Dosya içeriği ve toplanan delillerden; miras bırakanın ekonomik durumu itibariyle satışa ihtiyacı bulunmadığı, geçimini fazlasıyla karşılayacak kira geliri olduğu, her iki oğluna da zaman zaman yardım ettiği, dava konusu bağımsız bölümlerin akitte gösterilen satış bedelleri ile gerçek değerleri arasında bariz fark bulunduğu, ödeme savunmasının da herhangi bir belge ile kanıtlanamadığı anlaşılmaktadır.

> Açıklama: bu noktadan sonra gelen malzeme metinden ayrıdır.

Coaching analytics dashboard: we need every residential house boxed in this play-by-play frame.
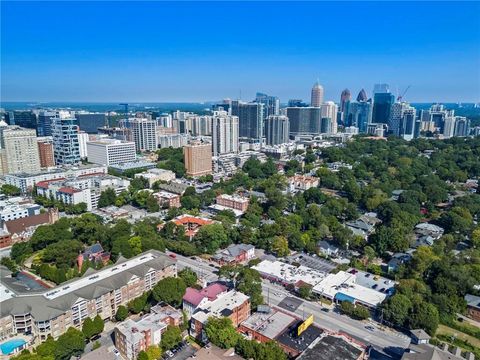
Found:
[182,283,228,319]
[213,244,255,265]
[465,294,480,322]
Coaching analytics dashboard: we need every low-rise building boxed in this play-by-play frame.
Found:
[135,168,176,188]
[298,333,367,360]
[465,294,480,322]
[171,214,215,238]
[190,290,250,342]
[182,283,228,319]
[0,250,176,341]
[3,208,59,244]
[215,194,249,213]
[252,260,326,288]
[115,305,183,360]
[317,241,340,257]
[109,161,156,174]
[288,175,319,192]
[213,244,255,265]
[36,173,130,211]
[153,191,181,209]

Açıklanan bu olgular yukarıda değinilen ilkeler çerçevesinde değerlendirildiğinde, miras bırakanın davalıya yaptığı temlikin mirastan mal kaçırma amaçlı ve muvazaalı bulunduğu sonuç ve kanaatine varılmaktadır.
Hal böyle olunca, davanın kabulüne karar verilmesi gerekirken yanılgılı değerlendirme ile yazılı olduğu üzere hüküm kurulması isabetsizdir…
…...) gerekçesiyle bozularak dosya yerine geri çevrilmekle, yeniden yapılan yargılama sonunda, mahkemece önceki kararda direnilmiştir.
TEMYİZ EDEN : Davacılar vekili
HUKUK GENEL KURULU KARARI
Hukuk Genel Kurulunca incelenerek direnme kararının süresinde temyiz edildiği anlaşıldıktan ve dosyadaki kağıtlar okunduktan sonra gereği görüşüldü:
Asıl dava muvazaa nedeniyle tapu iptali, tesçil; karşılık dava ise tenkis isteğine ilişkindir.
Mahkemece her iki davanın da reddine ilişkin olarak kurulan hüküm davacılar vekilinin temyizi üzerine Özel Dairece yukarıda yazılı gerekçeyle bozulmuştur.
Tarafların karşılıklı iddia ve savunmalarına, dosyadaki tutanak ve kanıtlara, bozma kararında açıklanan gerektirici nedenlere göre muvazaa nedeniyle tapu iptal ve tesçil isteğine yönelik olarak Hukuk Genel Kurulu"nca da benimsenen Özel Daire bozma kararına uyulmak gerekirken, önceki kararda direnilmesi usul ve yasaya aykırıdır.
Ayrıca, tenkis davasının reddine ilişkin olarak kurulan ilk hüküm davalı (karşı davacı) vekili tarafından temyiz edilmediğinden kesinleşmiştir.Özel Daire, kararı sadece muvazaa nedeniyle tapu iptali ve tescil yönünden incelemiş ve hükmü bozmuştur.Kesinleşen bir karar hakkında yerel mahkemece direnme kararı verilemez.Tenkis davası reddedildiği için davacılar vekilinin tenkis davasına yönelik hükmü temyizde hukuki yararı bulunmamaktadır.
S O N U Ç : Davacılar vekilinin temyiz itirazlarının kabulü ile, direnme kararının Özel Daire bozma kararında ve yukarıda gösterilen nedenlerden dolayı H.U.M.K.nun 429.maddesi gereğince BOZULMASINA, istek halinde temyiz peşin harcının geri verilmesine 21.3.2007 gününde, oybirliği ile karar verildi.